Figure 6. The CKP sensor is located on the backside of the engine.

Step 6 – Check fuel system
Whenever multiple cylinders are experiencing misfires, a fueling issue may be the root of the cause. A lack of proper fuel pressure to the injectors often causes the engine to misfire under a load or during heavy acceleration. While low fuel pressure may allow the car to run fine at lower RPMs or while cruising, the need for additional fueling at higher RPMs may not be met and cause a misfire or, in severe case, stalling. The JK uses an in-tank fuel pump that incorporates two extended life non-serviceable fuel filters, so any thoughts of replacing a clogged fuel filter can be thrown out the window. Tapping into the fuel rail with a fuel pressure test kit can quickly identify if the fuel pump is up to the task of supplying enough fuel. Poor fuel pressure can indicate a failing or clogged fuel pump. If the fuel pressure measures within factory specs, a faulty fuel injector may be the problem. Some owners have experienced injector failures on a somewhat consistent basis and, by isolating the bad injector (scanning for cylinder misfire codes), have swapped in a new unit with great results.
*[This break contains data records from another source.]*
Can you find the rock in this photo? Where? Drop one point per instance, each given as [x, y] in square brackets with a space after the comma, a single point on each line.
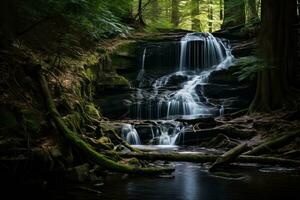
[224, 76]
[79, 173]
[176, 80]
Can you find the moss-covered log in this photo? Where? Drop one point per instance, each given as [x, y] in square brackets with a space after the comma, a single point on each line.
[274, 143]
[229, 156]
[204, 158]
[85, 148]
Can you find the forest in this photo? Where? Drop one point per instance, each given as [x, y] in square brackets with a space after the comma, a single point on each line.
[150, 99]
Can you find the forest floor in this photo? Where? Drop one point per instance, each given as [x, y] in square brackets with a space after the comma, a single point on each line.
[31, 142]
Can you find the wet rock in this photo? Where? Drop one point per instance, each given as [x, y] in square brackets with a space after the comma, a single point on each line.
[224, 76]
[79, 173]
[177, 80]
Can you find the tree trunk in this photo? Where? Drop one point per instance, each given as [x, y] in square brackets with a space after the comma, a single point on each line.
[221, 10]
[204, 158]
[234, 13]
[175, 13]
[154, 10]
[252, 11]
[210, 16]
[195, 15]
[84, 147]
[278, 49]
[140, 13]
[229, 156]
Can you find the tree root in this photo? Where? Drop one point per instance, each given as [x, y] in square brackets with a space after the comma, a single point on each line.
[275, 143]
[204, 158]
[85, 148]
[229, 156]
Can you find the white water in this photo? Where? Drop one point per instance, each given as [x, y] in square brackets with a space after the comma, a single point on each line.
[187, 101]
[207, 54]
[167, 133]
[130, 134]
[142, 71]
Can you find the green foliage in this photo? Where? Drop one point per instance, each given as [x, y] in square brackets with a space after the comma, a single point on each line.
[96, 18]
[249, 66]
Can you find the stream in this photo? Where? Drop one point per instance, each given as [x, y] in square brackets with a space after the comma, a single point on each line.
[191, 182]
[162, 95]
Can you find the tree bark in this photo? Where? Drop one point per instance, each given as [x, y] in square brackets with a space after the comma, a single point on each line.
[175, 13]
[229, 156]
[234, 13]
[278, 49]
[252, 11]
[85, 148]
[140, 13]
[210, 16]
[195, 15]
[275, 143]
[203, 158]
[155, 10]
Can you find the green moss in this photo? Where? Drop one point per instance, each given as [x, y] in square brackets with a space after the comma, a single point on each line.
[127, 49]
[113, 79]
[104, 140]
[92, 111]
[7, 118]
[31, 121]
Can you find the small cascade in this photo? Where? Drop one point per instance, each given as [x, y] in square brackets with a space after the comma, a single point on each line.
[180, 94]
[142, 71]
[221, 111]
[130, 134]
[162, 133]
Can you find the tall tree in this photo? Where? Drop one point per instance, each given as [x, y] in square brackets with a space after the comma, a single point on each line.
[195, 14]
[234, 13]
[221, 9]
[210, 16]
[155, 10]
[252, 11]
[278, 49]
[140, 13]
[175, 12]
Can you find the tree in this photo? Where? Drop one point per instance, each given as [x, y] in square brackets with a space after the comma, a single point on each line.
[195, 15]
[234, 13]
[175, 13]
[155, 10]
[252, 11]
[210, 16]
[140, 13]
[278, 49]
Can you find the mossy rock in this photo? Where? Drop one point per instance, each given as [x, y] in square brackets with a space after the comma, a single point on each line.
[7, 118]
[104, 140]
[31, 121]
[112, 81]
[126, 49]
[92, 111]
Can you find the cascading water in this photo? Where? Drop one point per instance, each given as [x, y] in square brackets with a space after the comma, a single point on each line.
[130, 134]
[200, 54]
[180, 94]
[164, 133]
[142, 71]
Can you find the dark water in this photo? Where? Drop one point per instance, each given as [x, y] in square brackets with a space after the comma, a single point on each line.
[192, 182]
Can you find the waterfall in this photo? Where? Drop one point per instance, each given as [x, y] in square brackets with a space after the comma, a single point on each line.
[163, 133]
[142, 71]
[180, 94]
[130, 134]
[221, 111]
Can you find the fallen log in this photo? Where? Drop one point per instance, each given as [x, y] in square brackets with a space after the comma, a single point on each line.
[204, 158]
[273, 144]
[229, 156]
[84, 147]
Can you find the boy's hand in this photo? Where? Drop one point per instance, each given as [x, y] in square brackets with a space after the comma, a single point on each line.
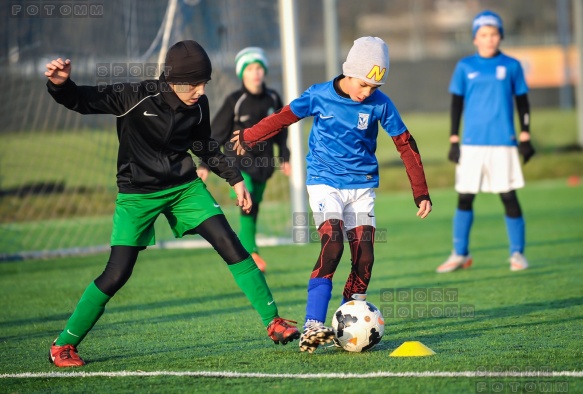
[202, 173]
[243, 197]
[424, 209]
[454, 152]
[58, 70]
[237, 147]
Figure 7. Typical fuel pressure test kit.

Step 7 – Follow factory troubleshooting procedure
In the case that the previously mentioned components did not fix your misfire issue, Chrysler recommends using the following diagnostic procedure.

Note: Component that affect crankshaft speed can cause a misfire.
  • Inspect the serpentine belt and engine driven accessories (AC-compressor, water pump, power steering pump) for wear, binding, or pulley misalignment.
  • Inspect the PCM for corroded ground and power circuits.
  • Check for proper mounting and wiring connections of the crankshaft position sensor (CKP), camshaft position sensor (CPS), manifold absolute pressure sensor (MAP), and throttle body sensor (TB).
  • Inspect for restricted intake and exhaust components.
  • Inspect for vacuum leaks.
  • Inspect PCV system.
  • Inspect for internal engine component failure. (Compression test, valve train inspection, etc.)
If none of the components listed above prove faulty, Chrysler advises individually testing the following items:
Chrysler's 3.6L Pentastar engine as equipped in 2012+ JK Wranglers have had cylinder head issues that result in a loss of compression and subsequent misfires. While it seems to have been a quality control issue, Chrysler is replacing cylinder heads under warranty.